Even though love letters require a timeless courage.

They spring from an exquisite agony. We stand with our eyes closed, licking our lips and dreaming of each other’s. We conjure excruciatingly delicious figments knowing full well that the ultimate moments of first touch, and eye-to-eye, are too sweet to be caged in reverie. There’s a reason why we compare love to the moon and tides, and a reason we fear the sea.

Let’s say I fell in love with you.

If I were to come to you, and fleetingly press my lips to your face, would that be breathtaking, or the worst thing EVER? Either way, the moment would pass. A kiss takes only a passing courage. It runs the gauntlet of rejection, humiliation and pain but, whether a butterfly flutter or gaping lunge, rarely lasts more than seconds and is immediately available to be soaked in sweet, rosy memory washes. For the happily entwined, this is a moment of pedestals and rainbows, in which no one fumbled or stammered.

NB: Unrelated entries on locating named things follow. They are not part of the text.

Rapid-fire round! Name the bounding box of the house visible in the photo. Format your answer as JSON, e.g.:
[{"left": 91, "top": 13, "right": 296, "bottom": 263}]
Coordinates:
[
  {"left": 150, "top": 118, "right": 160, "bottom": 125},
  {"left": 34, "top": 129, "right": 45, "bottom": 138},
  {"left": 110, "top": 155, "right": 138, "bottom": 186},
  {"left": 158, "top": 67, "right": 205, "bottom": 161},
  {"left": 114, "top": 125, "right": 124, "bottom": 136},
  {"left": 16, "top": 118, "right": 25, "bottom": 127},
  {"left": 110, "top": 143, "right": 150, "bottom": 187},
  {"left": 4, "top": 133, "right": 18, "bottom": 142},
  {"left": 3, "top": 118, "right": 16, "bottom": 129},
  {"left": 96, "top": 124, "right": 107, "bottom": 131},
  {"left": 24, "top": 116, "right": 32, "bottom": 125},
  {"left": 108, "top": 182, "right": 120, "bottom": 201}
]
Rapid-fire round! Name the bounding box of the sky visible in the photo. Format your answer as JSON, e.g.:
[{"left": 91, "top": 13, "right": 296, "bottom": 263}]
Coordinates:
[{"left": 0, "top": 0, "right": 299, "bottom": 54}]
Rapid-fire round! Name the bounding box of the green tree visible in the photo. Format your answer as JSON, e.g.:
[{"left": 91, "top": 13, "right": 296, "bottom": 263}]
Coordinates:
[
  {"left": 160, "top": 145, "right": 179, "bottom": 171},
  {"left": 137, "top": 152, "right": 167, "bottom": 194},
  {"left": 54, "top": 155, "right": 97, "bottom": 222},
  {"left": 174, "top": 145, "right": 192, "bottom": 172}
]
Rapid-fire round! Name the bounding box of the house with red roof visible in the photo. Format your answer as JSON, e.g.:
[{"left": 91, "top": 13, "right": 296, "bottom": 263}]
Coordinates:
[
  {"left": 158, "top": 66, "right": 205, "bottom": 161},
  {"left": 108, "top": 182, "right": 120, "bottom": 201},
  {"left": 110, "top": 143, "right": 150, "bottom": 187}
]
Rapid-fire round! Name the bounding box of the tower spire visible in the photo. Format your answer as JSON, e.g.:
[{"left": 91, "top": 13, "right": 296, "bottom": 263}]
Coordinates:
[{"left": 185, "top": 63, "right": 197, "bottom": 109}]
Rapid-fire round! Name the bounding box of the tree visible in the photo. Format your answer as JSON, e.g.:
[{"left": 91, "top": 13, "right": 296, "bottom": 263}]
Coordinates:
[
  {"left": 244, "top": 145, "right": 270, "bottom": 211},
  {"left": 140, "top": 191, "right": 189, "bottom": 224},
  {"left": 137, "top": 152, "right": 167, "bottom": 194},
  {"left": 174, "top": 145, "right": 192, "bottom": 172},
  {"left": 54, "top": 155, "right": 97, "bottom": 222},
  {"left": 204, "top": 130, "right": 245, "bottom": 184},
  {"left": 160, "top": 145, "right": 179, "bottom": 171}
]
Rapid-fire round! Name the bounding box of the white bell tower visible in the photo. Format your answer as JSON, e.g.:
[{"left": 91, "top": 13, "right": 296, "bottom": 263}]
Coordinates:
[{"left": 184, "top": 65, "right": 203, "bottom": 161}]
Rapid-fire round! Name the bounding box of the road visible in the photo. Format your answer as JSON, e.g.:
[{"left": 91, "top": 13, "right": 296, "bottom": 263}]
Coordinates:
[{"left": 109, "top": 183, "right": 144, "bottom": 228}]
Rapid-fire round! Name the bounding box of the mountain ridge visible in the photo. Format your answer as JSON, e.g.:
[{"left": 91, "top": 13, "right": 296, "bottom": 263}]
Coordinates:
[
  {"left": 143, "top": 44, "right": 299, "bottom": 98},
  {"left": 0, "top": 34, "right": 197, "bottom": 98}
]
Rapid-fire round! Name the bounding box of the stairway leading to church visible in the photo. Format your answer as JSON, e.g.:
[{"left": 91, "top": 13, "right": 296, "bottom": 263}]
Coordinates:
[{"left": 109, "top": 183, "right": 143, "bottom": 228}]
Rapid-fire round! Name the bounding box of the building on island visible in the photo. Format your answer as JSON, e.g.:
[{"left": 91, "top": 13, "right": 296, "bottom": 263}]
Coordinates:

For the unwilling or rejected, ew, that never happened, la la la.

Not so the love letter.

The sent love letter takes as big a chance as the kiss, but then sits there for fifty years, a snapshot in time, welded into solidity for perpetuity. The unsent letter does the same but without the glory; a sealed tomb of rotting love in a pointless hell. The sent and unsent letters are necessarily different, but ticking bombs of humiliation both.

So let’s say my love bursts out and, prostrate with longing, I wrap it up in a page and throw it at you, hoping it will call you to me. One day, this thing that I wrote to endear you, to allow you every insight into me — even if it brings us mouth to mouth, even if our love tastes good, swells, flourishes, and thrives — even then, this letter might one day seem at best “sweet”, at worst a giant mutual cringe. My deepest vulnerabilities and needs can only look good in so many lights, and lights change.

The love letter sits with a portentous istigkeit — complete and intractable at its sublime best and excruciating worst. We evolve while it stands firm.

And so by their nature, love letters represent a brazen courage, and for that reason, I love love letters. They don’t give a toss about failure, don’t run away from the future — they just go right on ahead and offer themselves up anyway.

Which, in itself, is something to love.